* [PATCH] xfs: fix attr tree double split corruption
@ 2012-11-07 6:06 Dave Chinner
0 siblings, 0 replies; 4+ messages in thread
From: Dave Chinner @ 2012-11-07 6:06 UTC (permalink / raw)
To: xfs
From: Dave Chinner <dchinner@redhat.com>
In certain circumstances, a double split of an attribute tree is
needed to insert or replace an attribute. In rare situations, this
can go wrong, leaving the attribute tree corrupted. In this case,
the attr being replaced is the last attr in a leaf node, and the
replacement is larger so doesn't fit in the same leaf node.

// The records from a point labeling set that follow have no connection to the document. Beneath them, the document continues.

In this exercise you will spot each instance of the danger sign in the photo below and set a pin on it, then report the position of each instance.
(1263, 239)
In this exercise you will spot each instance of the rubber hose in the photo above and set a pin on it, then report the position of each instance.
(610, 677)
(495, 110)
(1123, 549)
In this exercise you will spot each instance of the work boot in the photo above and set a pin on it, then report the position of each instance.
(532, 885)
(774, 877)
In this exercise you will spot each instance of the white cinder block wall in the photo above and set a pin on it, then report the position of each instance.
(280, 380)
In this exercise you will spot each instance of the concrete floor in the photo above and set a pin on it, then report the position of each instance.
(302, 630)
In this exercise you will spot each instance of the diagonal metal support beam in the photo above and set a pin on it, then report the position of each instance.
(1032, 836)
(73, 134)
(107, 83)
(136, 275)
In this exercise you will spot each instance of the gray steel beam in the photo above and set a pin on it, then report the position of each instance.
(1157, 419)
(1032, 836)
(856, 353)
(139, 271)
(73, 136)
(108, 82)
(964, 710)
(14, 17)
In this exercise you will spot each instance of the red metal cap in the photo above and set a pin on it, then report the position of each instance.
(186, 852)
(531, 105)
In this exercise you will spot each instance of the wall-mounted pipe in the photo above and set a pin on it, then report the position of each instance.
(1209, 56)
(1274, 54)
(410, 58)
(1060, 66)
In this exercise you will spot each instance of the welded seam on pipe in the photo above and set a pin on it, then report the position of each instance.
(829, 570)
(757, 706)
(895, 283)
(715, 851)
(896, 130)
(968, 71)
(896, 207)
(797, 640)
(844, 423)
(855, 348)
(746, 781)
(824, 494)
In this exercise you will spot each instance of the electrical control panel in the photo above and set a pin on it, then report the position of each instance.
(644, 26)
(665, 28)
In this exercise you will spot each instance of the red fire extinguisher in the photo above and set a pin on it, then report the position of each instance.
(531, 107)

When we have the initial condition of a node format attribute
btree with two leaves at index 1 and 2. Call them L1 and L2. The
leaf L1 is completely full, there is not a single byte of free space
in it. L2 is mostly empty. The attribute being replaced - call it X
- is the last attribute in L1.
The way an attribute replace is executed is that the replacement
attribute - call it Y - is first inserted into the tree, but has an
INCOMPLETE flag set on it so that list traversals ignore it. Once
this transaction is committed, a second transaction it run to
atomically mark Y as COMPLETE and X as INCOMPLETE, so that a
traversal will now find Y and skip X. Once that transaction is
committed, attribute X is then removed.
So, the initial condition is:
+--------+ +--------+
| L1 | | L2 |
| fwd: 2 |---->| fwd: 0 |
| bwd: 0 |<----| bwd: 1 |
| fsp: 0 | | fsp: N |
|--------| |--------|
| attr A | | attr 1 |
|--------| |--------|
| attr B | | attr 2 |
|--------| |--------|
.......... ..........
|--------| |--------|
| attr X | | attr n |
+--------+ +--------+
So now we go to replace X, and see that L1:fsp = 0 - it is full so
we can't insert Y in the same leaf. So we record the the location of
attribute X so we can track it for later use, then we split L1 into
L1 and L3 and reblance across the two leafs. We end with:
+--------+ +--------+ +--------+
| L1 | | L3 | | L2 |
| fwd: 3 |---->| fwd: 2 |---->| fwd: 0 |
| bwd: 0 |<----| bwd: 1 |<----| bwd: 3 |
| fsp: M | | fsp: J | | fsp: N |
|--------| |--------| |--------|
| attr A | | attr X | | attr 1 |
|--------| +--------+ |--------|
| attr B | | attr 2 |
|--------| |--------|
.......... ..........
|--------| |--------|
| attr W | | attr n |
+--------+ +--------+
And we track that the original attribute is now at L3:0.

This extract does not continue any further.